After the show, one spectator, curious about new postulations in a recent book by an Illinois author, asked the Abraham impersonator what he thought of speculation that the two Lincolns had sex before marriage.

Mr. Lincoln politely invited anyone in the audience who held such a belief to step outside with him so he could defend his wife’s honor.

“Mary Todd and Abraham Lincoln have always had a quasi-godlike status,” said Michael Burlingame, author of a controversial 1994 Lincoln psychobiography which posits, among other things, that Mary Lincoln physically abused her husband. “Any criticism of them is like criticism of your religion, even if you have tons of evidence to back it up.”
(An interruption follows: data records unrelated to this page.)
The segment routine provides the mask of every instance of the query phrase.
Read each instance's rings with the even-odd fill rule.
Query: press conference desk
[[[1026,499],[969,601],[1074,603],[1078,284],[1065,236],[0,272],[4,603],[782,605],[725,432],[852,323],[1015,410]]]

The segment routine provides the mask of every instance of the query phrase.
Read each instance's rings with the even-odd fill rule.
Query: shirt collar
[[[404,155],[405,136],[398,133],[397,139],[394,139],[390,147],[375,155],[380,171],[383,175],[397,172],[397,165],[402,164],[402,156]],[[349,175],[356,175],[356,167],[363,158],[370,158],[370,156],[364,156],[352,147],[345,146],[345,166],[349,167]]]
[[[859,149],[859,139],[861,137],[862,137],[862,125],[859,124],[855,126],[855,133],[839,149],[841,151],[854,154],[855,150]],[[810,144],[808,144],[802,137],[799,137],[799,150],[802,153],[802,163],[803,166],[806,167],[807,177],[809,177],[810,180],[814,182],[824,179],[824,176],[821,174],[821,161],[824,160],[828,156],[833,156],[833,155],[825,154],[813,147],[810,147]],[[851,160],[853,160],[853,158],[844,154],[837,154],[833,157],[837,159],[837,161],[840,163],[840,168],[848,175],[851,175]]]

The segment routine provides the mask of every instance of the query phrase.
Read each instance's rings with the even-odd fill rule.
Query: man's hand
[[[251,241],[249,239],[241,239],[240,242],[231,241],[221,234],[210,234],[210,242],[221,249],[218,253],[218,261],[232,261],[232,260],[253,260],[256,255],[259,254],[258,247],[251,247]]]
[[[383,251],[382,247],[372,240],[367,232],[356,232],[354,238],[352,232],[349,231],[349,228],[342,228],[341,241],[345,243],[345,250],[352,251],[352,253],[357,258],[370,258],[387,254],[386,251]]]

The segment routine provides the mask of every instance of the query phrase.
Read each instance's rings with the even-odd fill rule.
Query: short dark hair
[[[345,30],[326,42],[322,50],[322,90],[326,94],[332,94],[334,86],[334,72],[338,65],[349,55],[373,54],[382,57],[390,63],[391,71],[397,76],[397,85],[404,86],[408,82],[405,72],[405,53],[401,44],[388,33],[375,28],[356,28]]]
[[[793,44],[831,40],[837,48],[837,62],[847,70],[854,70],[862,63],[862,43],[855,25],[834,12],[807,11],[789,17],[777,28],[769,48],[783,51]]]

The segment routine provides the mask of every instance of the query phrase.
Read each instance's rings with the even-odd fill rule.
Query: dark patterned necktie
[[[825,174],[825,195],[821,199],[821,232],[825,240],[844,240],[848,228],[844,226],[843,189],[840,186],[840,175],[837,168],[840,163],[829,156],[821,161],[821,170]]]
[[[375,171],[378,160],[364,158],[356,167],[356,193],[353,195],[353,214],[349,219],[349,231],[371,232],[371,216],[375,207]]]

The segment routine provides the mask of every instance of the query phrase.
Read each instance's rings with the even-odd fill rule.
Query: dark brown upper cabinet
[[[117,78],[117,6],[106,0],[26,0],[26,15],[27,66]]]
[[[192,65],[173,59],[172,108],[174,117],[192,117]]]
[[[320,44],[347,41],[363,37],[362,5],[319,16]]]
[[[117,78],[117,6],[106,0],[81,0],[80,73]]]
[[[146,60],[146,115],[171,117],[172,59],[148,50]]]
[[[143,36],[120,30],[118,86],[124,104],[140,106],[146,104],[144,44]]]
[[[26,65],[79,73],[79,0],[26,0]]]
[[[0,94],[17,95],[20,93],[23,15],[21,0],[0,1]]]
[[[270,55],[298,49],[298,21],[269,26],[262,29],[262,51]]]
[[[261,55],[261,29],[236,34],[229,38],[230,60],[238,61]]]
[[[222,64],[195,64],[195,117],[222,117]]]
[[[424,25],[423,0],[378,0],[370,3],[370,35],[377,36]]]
But Burlingame’s book has been received kindly by some scholars, who share his belief that new evidence deserves to be aired and that people can handle the news that their heroes are not perfect.

One such believer is a maverick Mary Todd Lincoln impersonator, a Springfield resident who avidly reads new books and writings on the Lincolns to keep her lectures and presentations up-to-date.

Karen Lee Lynn says people who come to her shows aren’t turned off by the latest speculations, but seem instead to express a warmer, more personal interest in the couple upon hearing about them.

“I know a lot of the other ladies who play Mary Todd would be upset with me for saying I think they probably did sleep together,” Lynn said. “But I’m as crazy about Mary Todd as any of them.”